How Much Tile Do I Need? (Calculate Tiles & Boxes)
Part of Interior & Finishes
Quick answer
Multiply the room length × width for the square footage, divide by one tile's coverage in square feet, then add 10% for waste (15% for diagonal or large-format tile) and round up to whole boxes. For example, a 120 ft² floor in 12-inch tile (1 ft² each) needs about 132 tiles with 10% waste — roughly 14 boxes if each box holds 10.
Tile is ordered by the box, but the math starts with area. Get the square footage, convert your tile size to coverage per tile, add a waste margin for cuts and breakage, then round up to whole boxes. Always buy a little extra — dye lots shift between production runs, so matching tile months later is difficult.
The four steps
- Area: room length × width in feet (add up rooms separately for odd shapes).
- Tile coverage: (tile length in ÷ 12) × (tile width in ÷ 12). A 12×12 tile = 1 ft²; a 12×24 = 2 ft².

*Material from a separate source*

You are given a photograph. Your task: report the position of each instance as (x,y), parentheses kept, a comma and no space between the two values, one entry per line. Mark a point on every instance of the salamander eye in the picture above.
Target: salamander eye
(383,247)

- Tiles: area ÷ tile coverage, then × 1.10 (or 1.15 for diagonal/large format), rounded up.
- Boxes: tiles ÷ tiles-per-box, rounded up — that's what you actually buy.
Tiles per square foot by size
| Tile size | Coverage each | Tiles per ft² |
|---|---|---|
| 12" × 12" | 1.00 ft² | 1.0 |
| 12" × 24" | 2.00 ft² | 0.5 |
| 18" × 18" | 2.25 ft² | 0.44 |
| 24" × 24" | 4.00 ft² | 0.25 |
| 6" × 24" plank | 1.00 ft² | 1.0 |
| 4" × 4" | 0.11 ft² | 9.0 |
The tile calculator does all four steps live — enter your room size and tile and it returns the tile count, the boxes to buy, and the thinset and grout to finish the job.
FAQs
How many 12x12 tiles are in a square foot?
Exactly one — a 12-inch by 12-inch tile is 1 square foot. So a 200 ft² floor needs 200 tiles before waste, or about 220 with a 10% allowance.
Should I round tile up by box?
Yes. Tile sells in full boxes, so divide your tile count by the tiles-per-box and round up. Keep the leftover tiles — you'll want exact-match pieces for future chips and repairs.